Once upon a time, a young Frenchman came to Cairo to seek his fortune. His name was Alphonse de Gleon (1843-1899) and he settled in Ismailia, Cairo’s up-and-coming neighbourhood now best known as Downtown. Soon, he made a fortune selling ice and beer to the heat-stricken Europeans living in the hot and dusty city.
By 1872, Alphonse had enough money to build himself a sizeable residence containing a main house, which he liked to call haramlek, and a guest house which he called salamlek, on the northeast corner of what is now called Shawarbi Street.
The haramlek part of the house, an exceptionally inspiring piece of architecture, survives to this day, albeit in a much reduced form. When you’re passing down Shawarbi Street coming from Qasr El-Nil, examine carefully the last building on your right before you reach Tharwat Street. Behind the row of garment shops, you’ll detect the parapets along the southern wall of Alphonse’s house. There is a narrow corridor between the shops selling knock-off jeans and from there you can get a partial glimpse of the two mashrabia windows and three round windows that once adorned Alphonse’s seven-metre high reception room.
You can also enter the house from a small entrance on Shawarbi Street. The two columns you see to your left look a bit dwarfed. This is because they are the top part of the much taller columns that once adorned the house’s front veranda. The bottom part of the columns is now integrated into the shops underneath.
Alphonse, who came from an aristocratic family in Europe, was a fashionable young man who collected arts and befriended artists. His salamlek, which is now extinct, soon became a free lodging house for artists, a kind of private residence programme for artists in the Medici tradition, according to urban historian Mercedes Volait.
Luckily, photographs of this building have survived. They are kept by the Institute national de l’histoire de l’art in France and were reproduced in Volait’s book Fous du Caire. The photographs show lush Arabesque interiors, out of Arabian nights, complete with Persian carpets and wood-carved furniture. This was the period when orientalism was very much in fashion, when tastes of the East inspired European artists, and when Europe was beginning to fuse pharaonic, Islamic and Asian motifs into its increasingly eclectic taste.
Young Europeans, including Alphonse and his artist entourage, inspired and maintained this radical change in taste. Europe had had its fill of the renaissance and was looking to the colonies for fresh inspiration.
Today, the locals living and working on Shawarbi Street refer to Alphonse’s building as the “Shawarbi Palace.” The reason is that the Shawarbi family bought Alphonse’s house around the turn of the century. Later on the building housed the Italian Embassy and at one point was turned into offices for the magazine Al-Siyasa, mouthpiece of the pre-1952 Constitutional Liberal Party. It has not been used as a residence since.
Interestingly enough, this was not Alphonse’s only house. A nearby villa on Sherif Street also belonged to him. This one is in much better shape and its Arabesque facade should give you some idea about the Mamluk revivalism fashionable among successful Europeans in the 1880s, when this building was constructed.
Take one of the narrow alleyways heading east from Shawarbi into Sherif Street and look for the nearest McDonalds.

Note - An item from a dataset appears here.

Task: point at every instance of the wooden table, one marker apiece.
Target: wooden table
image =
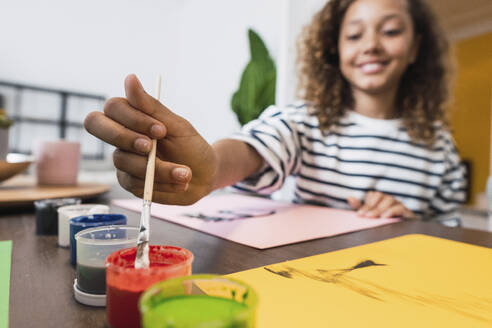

Now with McDonalds at your back, look across the street and you’ll see a building which carries a fading imprint of a sign that used to say “Bank of Alexandria.” This is Alphonse’s second house. It is now administered by the antiquities authorities and may soon undergo renovation.
What makes this second house historically relevant is that Alphonse used to invite his friends to show their art there, thus giving Cairo its first ever taste of art exhibitions. Every year, usually during the slow month of Ramadan, members of Cairo’s “Cercle artistique” would exhibit their work to the appreciating public at this exact location.
Alphonse’s architectural legacy may have suffered over the years. Of the three buildings he had in Cairo, one (the salamlek) has disappeared, another (the haramlek) has been converted beyond recognition and only the third (the former Bank of Alexandria) is in relatively good shape. But the man’s artistic legacy has survived almost intact, elsewhere.
Alphonse donated his entire art collection, most of which he bought in Cairo in the 1870s and 1880s, to the Louvre, forming the seed from which the museum’s now extensive collection of Islamic art has grown.